It’s 2 AM right now, and if I were a reasonable human being I would be asleep. I have about 100 pages of heavily theoretical reading to do tomorrow, but hey…I’ll get it done!
Part of my brain, the part that made me a terrible student until about my third year of college, is saying “Holy God, how is that even possible.” Luckily, a much larger part of my brain knows what I’m actually capable of! And honestly, at the end of it, my brain feels like it’s had a much needed workout. I still love what I’m doing and know that I’m in the right place. This is some of the most challenging stuff I’ve ever had to do, but I want to do it!
I think of my last year of undergrad and how I felt when I realized I had to write two 15 page papers at a time. I was completely freaking out, but once I got things underway and finished those papers I felt absolutely fantastic. Even if they aren’t publishing quality, they definitely did not suck. So now I get to write a 25 and a 15 page paper this semester. Again, I kind of started to freak out, but I’m really not letting myself do that. I’m actually really excited to write these papers. The topics are pretty exciting. Oh and that’s the best part. For once it’s actually still October and I already know what my topic is! That’s a pretty nice feeling.

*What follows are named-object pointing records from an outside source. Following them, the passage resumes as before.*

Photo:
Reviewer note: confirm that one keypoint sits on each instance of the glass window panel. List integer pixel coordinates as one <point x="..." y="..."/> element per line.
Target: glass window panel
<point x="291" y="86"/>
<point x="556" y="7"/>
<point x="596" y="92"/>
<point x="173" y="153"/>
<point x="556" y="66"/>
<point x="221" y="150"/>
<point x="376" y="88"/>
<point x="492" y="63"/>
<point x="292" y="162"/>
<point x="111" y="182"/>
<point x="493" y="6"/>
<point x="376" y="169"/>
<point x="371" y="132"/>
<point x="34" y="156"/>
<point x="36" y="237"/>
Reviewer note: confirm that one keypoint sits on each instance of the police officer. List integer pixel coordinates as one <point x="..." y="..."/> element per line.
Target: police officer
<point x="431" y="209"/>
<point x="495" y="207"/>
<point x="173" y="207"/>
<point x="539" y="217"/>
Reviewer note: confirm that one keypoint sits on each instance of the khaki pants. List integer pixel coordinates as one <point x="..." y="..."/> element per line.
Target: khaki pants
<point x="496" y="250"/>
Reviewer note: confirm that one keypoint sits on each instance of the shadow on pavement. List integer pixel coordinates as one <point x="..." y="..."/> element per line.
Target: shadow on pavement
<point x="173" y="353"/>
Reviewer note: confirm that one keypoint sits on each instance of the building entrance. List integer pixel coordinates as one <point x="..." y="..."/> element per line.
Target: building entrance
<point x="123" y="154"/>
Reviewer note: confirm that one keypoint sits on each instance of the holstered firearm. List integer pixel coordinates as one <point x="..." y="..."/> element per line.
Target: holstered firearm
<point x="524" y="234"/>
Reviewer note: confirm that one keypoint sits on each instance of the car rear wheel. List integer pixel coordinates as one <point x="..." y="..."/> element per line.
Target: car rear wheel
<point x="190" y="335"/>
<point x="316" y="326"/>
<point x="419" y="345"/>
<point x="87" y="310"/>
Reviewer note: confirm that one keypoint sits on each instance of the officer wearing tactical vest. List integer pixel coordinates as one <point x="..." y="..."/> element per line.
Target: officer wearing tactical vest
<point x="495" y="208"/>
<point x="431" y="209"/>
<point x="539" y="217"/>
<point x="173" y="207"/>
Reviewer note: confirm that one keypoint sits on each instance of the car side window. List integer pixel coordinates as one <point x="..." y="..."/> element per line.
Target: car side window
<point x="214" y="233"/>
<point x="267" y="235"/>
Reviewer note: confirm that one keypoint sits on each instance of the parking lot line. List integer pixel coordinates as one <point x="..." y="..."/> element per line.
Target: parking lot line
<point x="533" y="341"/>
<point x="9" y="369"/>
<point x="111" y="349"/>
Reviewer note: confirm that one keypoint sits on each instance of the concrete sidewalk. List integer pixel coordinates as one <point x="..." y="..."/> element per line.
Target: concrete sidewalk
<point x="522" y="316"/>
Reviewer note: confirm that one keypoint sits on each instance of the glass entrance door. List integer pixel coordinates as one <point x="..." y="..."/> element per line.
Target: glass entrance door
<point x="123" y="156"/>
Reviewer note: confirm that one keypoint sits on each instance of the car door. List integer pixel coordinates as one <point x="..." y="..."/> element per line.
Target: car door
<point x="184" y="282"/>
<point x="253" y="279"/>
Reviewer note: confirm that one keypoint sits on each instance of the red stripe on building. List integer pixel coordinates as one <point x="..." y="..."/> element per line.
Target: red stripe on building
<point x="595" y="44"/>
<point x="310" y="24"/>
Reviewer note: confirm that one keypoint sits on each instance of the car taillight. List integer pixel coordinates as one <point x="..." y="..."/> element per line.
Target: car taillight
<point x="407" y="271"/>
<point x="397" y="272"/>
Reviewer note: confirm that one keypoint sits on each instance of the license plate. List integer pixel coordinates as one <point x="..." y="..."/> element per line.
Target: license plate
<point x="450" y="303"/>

With all this happiness of being where I am, I’ve still been a little homesick. I miss my family and my friends and my sweet little puppy, but I guess that’s all part of achieving things in life. The best part is that it’s given me a lot of perspective being away from the house I’ve lived in for pretty much my entire life. I have a lot more responsibility, which I probably should have had a while ago…but better late than never! I finally feel like an actual adult. I have to make sure I pay all my bills on time, I have to make sure I make all my medical appointments and I just have to remember all those little things that I wouldn’t have needed to when I was at home. If I run out of milk, mom isn’t going to go to the store and get it for me. I’m cooking for myself, I’m making sure I eat lots of fruit and vegetables. I’ve been to yoga twice, and I’m hoping I can make myself keep going.
Honestly, saying all this makes me feel like I’ve been so immature for so long. I’ve been really emotionally independent for a while, but not so much with all these other things. But you know, I guess you could just say that I really care now. The real test comes next summer when I have to get my own health insurance! Out into the world, Miss Libby! You’re a big girl now!